Back on the sunny side
The Sunnyboys reunite for three shows – two of them on the Coast – against incredible odds, writes Kathy McCabe
LIKE staring too long at the retina-frying yellow which was their trademark, looking too long at the Sunnyboys seemed destined to turn them to dust. For those whose youth was soundtracked by the songs which made them burn so brightly on our airwaves 30 years ago – Happy Man, Alone With You, Show Me Some Discipline, You Need A Friend, Love In A Box – would feel the same goosebumps now.
That feeling of goodwill is only heightened in 2013 by the fact that Sunnyboys have managed to reunite against unimaginable odds.
After four heady years in the early 1980s when they signed with Michael Gudinski’s Mushroom records only six months after their first gig, the Gold Coastreared Sunnyboys disintegrated.
The post-punk power pop band who had found success among their mainstream peers including Midnight Oil, INXS, Mental As Anything and The Models, faded out too soon.
Subsequent releases enjoyed less success after their stellar debut and the deteriorating health of frontman Jeremy Oxley ruled out a commitment to a fulltime touring and recording band.
It was later revealed that Oxley was suffering schizophrenia and while he reignited the band name at various times in the intervening years, it wasn’t until last year that a semi-regular Sunnyboys featuring its original members seemed at all viable.
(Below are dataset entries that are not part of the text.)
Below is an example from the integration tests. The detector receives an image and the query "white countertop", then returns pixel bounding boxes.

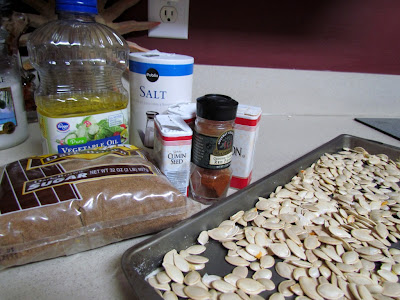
[0,66,400,300]
[0,116,400,300]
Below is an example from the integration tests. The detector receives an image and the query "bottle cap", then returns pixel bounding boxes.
[197,94,238,121]
[56,0,97,14]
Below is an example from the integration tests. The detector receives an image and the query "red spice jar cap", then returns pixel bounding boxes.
[196,94,239,121]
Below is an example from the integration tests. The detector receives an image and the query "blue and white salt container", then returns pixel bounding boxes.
[129,50,194,148]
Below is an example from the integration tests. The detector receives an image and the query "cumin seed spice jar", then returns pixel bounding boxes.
[190,94,238,204]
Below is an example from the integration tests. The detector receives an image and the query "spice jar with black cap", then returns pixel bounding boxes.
[190,94,238,204]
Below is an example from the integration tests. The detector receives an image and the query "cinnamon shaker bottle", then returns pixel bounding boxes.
[190,94,238,204]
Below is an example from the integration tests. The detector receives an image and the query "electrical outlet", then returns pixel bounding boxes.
[160,6,178,23]
[148,0,189,39]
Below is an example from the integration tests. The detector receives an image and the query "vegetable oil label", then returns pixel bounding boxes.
[129,51,193,148]
[0,87,17,134]
[39,108,129,153]
[192,130,234,169]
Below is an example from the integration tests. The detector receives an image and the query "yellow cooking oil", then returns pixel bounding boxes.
[36,91,129,153]
[35,91,129,118]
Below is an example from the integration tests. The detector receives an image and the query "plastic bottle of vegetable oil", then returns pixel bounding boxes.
[28,0,129,153]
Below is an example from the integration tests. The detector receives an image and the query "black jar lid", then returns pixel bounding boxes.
[197,94,238,121]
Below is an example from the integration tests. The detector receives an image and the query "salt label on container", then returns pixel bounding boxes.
[230,104,261,189]
[154,115,193,196]
[129,50,194,148]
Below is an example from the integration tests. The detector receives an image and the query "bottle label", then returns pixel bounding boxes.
[38,108,129,153]
[154,127,192,196]
[0,87,17,134]
[192,130,233,170]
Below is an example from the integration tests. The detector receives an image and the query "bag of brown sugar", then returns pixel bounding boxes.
[0,145,188,269]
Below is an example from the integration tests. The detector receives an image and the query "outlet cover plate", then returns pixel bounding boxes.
[148,0,189,39]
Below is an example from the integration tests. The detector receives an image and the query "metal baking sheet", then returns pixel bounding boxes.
[122,134,400,300]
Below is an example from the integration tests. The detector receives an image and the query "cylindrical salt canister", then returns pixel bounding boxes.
[154,115,193,196]
[167,102,196,129]
[129,50,194,148]
[231,104,262,189]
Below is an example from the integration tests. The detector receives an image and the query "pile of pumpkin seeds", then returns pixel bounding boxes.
[147,147,400,300]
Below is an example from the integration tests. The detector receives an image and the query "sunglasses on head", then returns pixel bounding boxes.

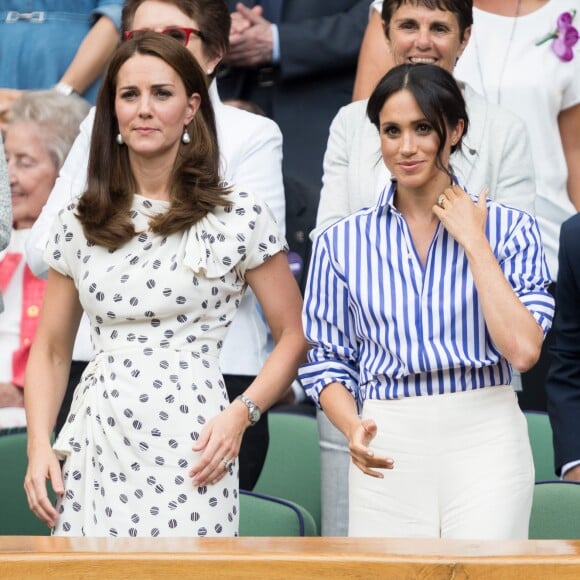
[123,26,205,46]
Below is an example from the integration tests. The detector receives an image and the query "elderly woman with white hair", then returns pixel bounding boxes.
[0,90,89,428]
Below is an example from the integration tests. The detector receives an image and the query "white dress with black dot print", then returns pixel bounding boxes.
[45,192,285,537]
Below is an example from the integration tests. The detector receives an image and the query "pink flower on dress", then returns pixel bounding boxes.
[536,10,579,62]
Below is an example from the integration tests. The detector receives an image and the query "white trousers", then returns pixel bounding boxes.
[349,386,534,540]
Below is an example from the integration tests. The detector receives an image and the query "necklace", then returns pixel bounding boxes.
[473,0,522,105]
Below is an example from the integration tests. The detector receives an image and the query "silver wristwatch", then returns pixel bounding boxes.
[52,83,78,97]
[236,395,262,425]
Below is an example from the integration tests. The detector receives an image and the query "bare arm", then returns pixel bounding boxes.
[558,105,580,211]
[320,383,393,479]
[352,10,393,101]
[24,269,82,526]
[433,186,544,372]
[189,252,307,485]
[60,16,120,94]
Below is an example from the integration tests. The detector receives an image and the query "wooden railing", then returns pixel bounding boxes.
[0,536,580,580]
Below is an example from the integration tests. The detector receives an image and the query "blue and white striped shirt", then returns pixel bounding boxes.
[300,184,554,408]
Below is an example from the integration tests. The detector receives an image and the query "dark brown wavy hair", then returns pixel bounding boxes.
[77,32,230,249]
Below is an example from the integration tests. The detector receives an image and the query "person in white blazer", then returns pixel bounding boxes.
[311,0,536,536]
[26,0,285,489]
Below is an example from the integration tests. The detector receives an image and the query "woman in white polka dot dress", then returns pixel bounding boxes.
[25,33,305,536]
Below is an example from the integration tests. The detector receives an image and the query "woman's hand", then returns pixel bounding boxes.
[433,185,488,250]
[24,443,64,528]
[348,419,394,479]
[189,401,250,487]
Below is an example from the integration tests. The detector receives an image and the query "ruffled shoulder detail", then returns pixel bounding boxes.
[180,191,287,278]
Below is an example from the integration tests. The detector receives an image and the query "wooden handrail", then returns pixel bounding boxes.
[0,536,580,580]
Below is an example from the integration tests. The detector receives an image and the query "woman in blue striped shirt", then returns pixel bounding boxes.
[300,65,553,539]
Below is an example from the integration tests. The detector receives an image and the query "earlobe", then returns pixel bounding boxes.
[185,93,201,124]
[451,119,465,147]
[457,26,471,59]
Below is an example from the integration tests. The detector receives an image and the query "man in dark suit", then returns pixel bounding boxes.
[218,0,370,190]
[546,214,580,481]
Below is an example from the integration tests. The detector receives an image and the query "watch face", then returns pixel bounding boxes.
[250,405,260,423]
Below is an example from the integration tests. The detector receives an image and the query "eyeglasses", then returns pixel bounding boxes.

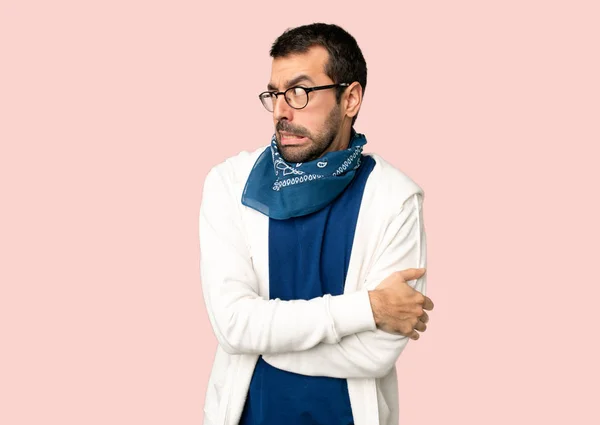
[258,83,350,112]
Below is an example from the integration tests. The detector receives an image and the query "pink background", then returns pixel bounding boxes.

His brother, Peter, recalls the catalyst for their most unexpected reunion. Their mates from those early days, The Hoodoo Gurus, decided to stage a mini inner-city festival called Dig It Up! which celebrated its second anniversary last month, and contacted Peter suggesting he and his brother may want to do an acoustic set under a pseudonym. No pressure. Just if you want to.
For years, industry promoters and agents had chased the band but they just couldn’t do it. There were no guarantees when it came to Jeremy’s health.
‘‘Initially, it was maybe an acoustic set for me and Jeremy to play. I put it to him and Jeremy said ‘No. Let’s play electric’ I asked him if he meant everybody, the band. He made the decision to say he felt confident enough to want to play,’’ Peter says.
So, original members Richard Burgman and Bill Bilson, from Kingscliff, were summoned and under the pseudonym Kids In Dust, Sunnyboys performed at Sydney’s Enmore Theatre at the festival and a legend was reborn. You could feel the goodwill then and it has been evident at the handful of gigs since.
While people are aware of Jeremy’s condition, it doesn’t matter when he is onstage and in full frontman mode, performing the songs the audience love.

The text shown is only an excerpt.